Ik deed een stap achteruit en door te doen alsof de koffiepot gevuld moest worden, probeerde ik mezelf een excuus te geven om weg te lopen. Ze moesten maar samen over mijn toekomst discussiëren als ze dat zo interessant vonden. Maar tante Betty, de tante van mijn man, ging voor me staan en klemde haar vingers om mijn arm alsof er wasknijperveren in zaten.
'Je negeert die bemoeials met opzet, hè?' fluisterde ze. 'Dat zou ik ook doen. Als je doet alsof je dom bent, geloven mensen dat en laten ze je met rust.'
Tante Betty deed me denken aan een tamme parkiet. Haar neus stak naar voren als een parkietensnavel en ze hipte voortdurend als een opgewonden vogeltje in het rond. Ze was klein en mollig en reikte met haar kroezende, grijze haar maar nauwelijks tot mijn kin en ik was zelf niet veel langer dan een schoolmeisje. In tegenstelling tot de saaie, oude dames die in het dorp woonden, droeg tante Betty kleren in de kleuren van een zeldzame, tropische vogel en ze hield geen enkele rekening met de gelegenheid waarvoor ze zich kleedde. Vandaag droeg ze een dunne, gebloemde door-knoopjurk, witte, kanten handschoenen en een rieten hoed met een brede rand. Ze zag eruit alsof ze op een zomerse dag naar een picknick ging in plaats van naar de begrafenis van haar zwager op een gure dag in november. Ik heb haar wel in een felroze ochtendjas en op pantoffels haar hondje zien uitlaten langs de weg en ook heb ik haar door de boomgaard zien dwalen in een tweed herenpak. Sam noemde haar achter haar rug altijd 'tante Batty' en wees dan met zijn vinger op zijn voorhoofd.' Mijn schoonvader had me strenge instructies gegeven om bij haar uit de buurt te blijven.
'Het gaat niemand iets aan waar jij en je familie vandaan komen,' zei tante Betty en liet tenslotte mijn arm los.
Meneer Greer en dominee Dill liepen eindelijk bij de tafel vandaan, nog steeds pratend over wat er met de fruitkwekerij moest gebeuren. Ik slaakte een zucht van opluchting en ging verder met het bedienen van de mensen.
'Wilt u koffie, tante Betty?' vroeg ik toen ze klaar was met haar ronde om de tafel.

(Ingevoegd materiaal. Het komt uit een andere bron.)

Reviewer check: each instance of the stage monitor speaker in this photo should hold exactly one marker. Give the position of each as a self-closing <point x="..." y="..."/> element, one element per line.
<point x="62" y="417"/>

'Nee, dank je, lieverd.' Ze lachte als een ondeugend kind en ik glimlachte onwillekeurig terug. 'Trouwens,' voegde ze eraan toe, 'niemand noemt me tante Betty. Wist je dat niet? Dat doen ze al jaren niet meer. Het is Batty.'
Ze ging op haar tenen staan
om de kamer vol mensen te overzien en hield haar hoofd toen schuin
in de richting van mijn zitkamer, waar een groepje vrouwen uit de
kerk dicht bij elkaar stond. 'Weet je waar die kwebbeltantes daar
over staan te fluisteren?' vroeg ze. 'Ze vertellen elkaar hoe
geschokt ze zijn om me hier bij Franks begrafenis aan te treffen.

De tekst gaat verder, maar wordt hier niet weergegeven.